The invention discloses a method for detecting whether mRNa to be tested contains a miRNA target site or not and an application of the method. The method comprises the steps of 1) providing a target miRNA expression vector and an mRNA expression vector to be tested, wherein the mRNA expression vector to be tested can transfer an mRNA molecule named as an initiation codon region-mRNA-kozak-report gene mRNA to be tested in biologic cells, and the mRNA molecule is formed by connecting an initiation codon region with an mRNA-kozak segment located at the downstream of the initiation codon region and a report gene mRNA located at the downstream of the mRNA-kozak to be tested; 2) constructing restructure biology cells of the miRNA expression vector having transmitting-in purpose and the mRNA expression vector to be tested; and 3) detecting the expression situation of the report gene in the restructured biology cells, and determining whether the mRNA to be tested contains the target miRNA target site or not. The method can be used for screening the miRNA target gene.

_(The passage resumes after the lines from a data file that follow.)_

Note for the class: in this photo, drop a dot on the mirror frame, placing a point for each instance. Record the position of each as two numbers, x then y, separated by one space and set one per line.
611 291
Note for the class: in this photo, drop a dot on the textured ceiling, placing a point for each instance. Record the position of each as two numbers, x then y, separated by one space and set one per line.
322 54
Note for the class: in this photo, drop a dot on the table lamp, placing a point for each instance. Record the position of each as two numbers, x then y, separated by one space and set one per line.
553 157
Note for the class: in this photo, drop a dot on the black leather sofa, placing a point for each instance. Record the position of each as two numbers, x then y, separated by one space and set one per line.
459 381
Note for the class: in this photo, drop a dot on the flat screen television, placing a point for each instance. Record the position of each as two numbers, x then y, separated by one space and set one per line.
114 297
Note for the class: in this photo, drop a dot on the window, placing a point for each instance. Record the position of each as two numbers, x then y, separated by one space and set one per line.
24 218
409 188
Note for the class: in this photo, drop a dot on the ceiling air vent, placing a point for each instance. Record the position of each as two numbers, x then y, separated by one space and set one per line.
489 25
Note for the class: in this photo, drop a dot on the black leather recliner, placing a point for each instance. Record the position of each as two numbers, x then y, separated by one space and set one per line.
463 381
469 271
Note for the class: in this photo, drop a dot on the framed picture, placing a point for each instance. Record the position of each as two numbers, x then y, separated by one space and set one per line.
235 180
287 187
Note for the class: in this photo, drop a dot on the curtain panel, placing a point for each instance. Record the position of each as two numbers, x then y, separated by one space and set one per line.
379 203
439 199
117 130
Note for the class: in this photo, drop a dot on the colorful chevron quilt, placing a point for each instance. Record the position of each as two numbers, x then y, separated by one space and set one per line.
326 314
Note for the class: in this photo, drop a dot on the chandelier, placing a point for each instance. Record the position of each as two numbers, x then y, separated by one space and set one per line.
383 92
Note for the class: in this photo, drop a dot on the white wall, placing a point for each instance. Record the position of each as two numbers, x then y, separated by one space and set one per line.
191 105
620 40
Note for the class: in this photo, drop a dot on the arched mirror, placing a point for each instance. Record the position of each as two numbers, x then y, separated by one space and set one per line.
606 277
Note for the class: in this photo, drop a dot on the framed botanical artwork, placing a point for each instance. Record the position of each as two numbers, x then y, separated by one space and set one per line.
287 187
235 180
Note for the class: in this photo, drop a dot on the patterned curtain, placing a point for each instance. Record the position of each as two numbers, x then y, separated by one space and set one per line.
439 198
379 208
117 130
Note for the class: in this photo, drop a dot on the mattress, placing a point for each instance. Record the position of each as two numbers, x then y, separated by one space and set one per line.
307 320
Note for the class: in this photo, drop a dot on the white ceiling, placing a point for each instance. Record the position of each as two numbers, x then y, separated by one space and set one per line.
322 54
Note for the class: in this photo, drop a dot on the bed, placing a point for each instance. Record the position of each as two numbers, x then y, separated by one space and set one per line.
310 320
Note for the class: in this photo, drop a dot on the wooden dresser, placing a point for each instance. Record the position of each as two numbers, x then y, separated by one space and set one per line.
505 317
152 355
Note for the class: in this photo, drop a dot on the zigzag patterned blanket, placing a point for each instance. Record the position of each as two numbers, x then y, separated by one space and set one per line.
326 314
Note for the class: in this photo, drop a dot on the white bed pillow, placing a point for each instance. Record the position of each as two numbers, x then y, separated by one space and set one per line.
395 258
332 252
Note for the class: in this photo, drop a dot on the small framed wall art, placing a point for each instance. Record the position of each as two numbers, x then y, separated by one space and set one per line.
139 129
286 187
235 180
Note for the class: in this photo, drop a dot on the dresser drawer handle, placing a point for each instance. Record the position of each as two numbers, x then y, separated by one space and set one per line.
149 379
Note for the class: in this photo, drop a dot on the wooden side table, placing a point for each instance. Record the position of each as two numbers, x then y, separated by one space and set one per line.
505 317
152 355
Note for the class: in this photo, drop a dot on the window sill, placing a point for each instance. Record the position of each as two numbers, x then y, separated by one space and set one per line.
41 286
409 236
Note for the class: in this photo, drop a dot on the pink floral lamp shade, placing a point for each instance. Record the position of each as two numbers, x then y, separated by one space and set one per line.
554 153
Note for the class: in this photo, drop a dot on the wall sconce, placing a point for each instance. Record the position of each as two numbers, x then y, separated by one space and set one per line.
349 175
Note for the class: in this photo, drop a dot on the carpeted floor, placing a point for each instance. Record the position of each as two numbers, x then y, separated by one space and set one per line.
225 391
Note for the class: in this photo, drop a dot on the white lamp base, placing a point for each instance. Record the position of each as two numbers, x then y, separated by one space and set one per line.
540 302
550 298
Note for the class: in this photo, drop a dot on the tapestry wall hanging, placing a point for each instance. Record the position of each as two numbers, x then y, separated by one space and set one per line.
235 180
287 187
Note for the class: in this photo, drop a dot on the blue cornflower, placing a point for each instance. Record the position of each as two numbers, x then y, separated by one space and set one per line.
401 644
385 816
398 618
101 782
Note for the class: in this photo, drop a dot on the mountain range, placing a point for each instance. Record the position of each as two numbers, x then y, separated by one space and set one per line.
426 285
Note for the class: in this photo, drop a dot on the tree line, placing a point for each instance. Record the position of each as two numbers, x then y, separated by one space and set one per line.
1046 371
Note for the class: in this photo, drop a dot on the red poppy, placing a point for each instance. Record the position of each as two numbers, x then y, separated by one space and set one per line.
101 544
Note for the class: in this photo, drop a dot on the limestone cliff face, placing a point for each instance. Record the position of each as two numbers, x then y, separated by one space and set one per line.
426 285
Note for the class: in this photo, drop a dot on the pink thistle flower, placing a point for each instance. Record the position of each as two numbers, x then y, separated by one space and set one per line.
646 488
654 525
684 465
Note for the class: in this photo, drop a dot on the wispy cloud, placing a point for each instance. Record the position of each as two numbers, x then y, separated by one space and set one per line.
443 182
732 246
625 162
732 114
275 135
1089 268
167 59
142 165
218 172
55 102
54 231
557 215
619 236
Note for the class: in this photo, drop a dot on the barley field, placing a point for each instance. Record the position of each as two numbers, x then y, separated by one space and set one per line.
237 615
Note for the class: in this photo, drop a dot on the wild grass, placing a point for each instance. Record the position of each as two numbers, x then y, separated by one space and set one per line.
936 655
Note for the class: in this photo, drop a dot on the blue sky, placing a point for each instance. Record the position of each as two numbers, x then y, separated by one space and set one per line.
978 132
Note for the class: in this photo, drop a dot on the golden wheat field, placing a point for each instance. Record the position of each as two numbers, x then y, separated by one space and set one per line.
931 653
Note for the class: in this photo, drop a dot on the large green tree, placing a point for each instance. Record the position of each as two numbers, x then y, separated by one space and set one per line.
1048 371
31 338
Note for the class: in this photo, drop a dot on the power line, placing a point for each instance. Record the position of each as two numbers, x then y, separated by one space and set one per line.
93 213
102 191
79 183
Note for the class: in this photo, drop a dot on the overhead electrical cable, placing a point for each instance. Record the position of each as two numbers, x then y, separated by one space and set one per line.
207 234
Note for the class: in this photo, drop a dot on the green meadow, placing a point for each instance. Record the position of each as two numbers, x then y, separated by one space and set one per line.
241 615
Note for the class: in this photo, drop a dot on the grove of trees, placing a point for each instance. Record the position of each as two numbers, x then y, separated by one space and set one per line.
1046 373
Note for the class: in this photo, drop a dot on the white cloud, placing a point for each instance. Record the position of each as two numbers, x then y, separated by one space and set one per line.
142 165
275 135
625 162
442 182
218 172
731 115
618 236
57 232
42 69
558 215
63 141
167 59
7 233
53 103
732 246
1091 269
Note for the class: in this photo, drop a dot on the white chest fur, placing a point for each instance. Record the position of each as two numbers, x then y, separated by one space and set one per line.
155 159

The invention provides a single-sample ceRNA network identification method and device, electronic equipment and a storage medium, and relates to the technical field of gene identification. The single-sample ceRNA network identification method comprises the following steps: identifying and acquiring a plurality of ceRNA competition relation pairs corresponding to each sample in matched samples according to a transcriptome matrix of miRNA of the matched samples, transcriptome matrixes of a first target gene and a second target gene of the matched samples and priori miRNA and target gene regulation and control relation data; and fusing the plurality of ceRNA competition relationship pairs corresponding to each sample to obtain a ceRNA network corresponding to each sample. According to the method, the ceRNA network of the single sample is obtained based on the miRNA of the matched sample, the transcriptome matrix of the first target gene and the transcriptome matrix of the second target gene and the regulation and control relation data of the priori miRNA and the target genes, the gene regulation and control mechanism in the single sample can be disclosed, and the competitive relation between the miRNA target genes under the single sample can be reflected.

The invention provides a new algorithm (CNNmiRT) to predict miRNA target genes by utilizing the features of complementation, conservation and accessibility between miRNA-target genes. Because experiment support on negative interaction is not published commonly, and is not recorded in a database, therefore the number of loci of verified negative samples is far lower than that of loci of positive samples. A restraint release method is used to build four kinds of balanced experimentally-verified training data sets in order to compensate, and the four kinds of balanced experimentally-verified training data sets comprise one highly-conservative positive sample data set, one completely-complementary positive sample data set, one accessible positive sample data set and one negative sample data set. The method not only avoids wrong filtering of real targets which do not meet certain feature thresholds, but also solves the problem of disequilibrium of the experimentally-verified data sets. Then, the miRNA target genes are predicted by applying the convolutional neural network.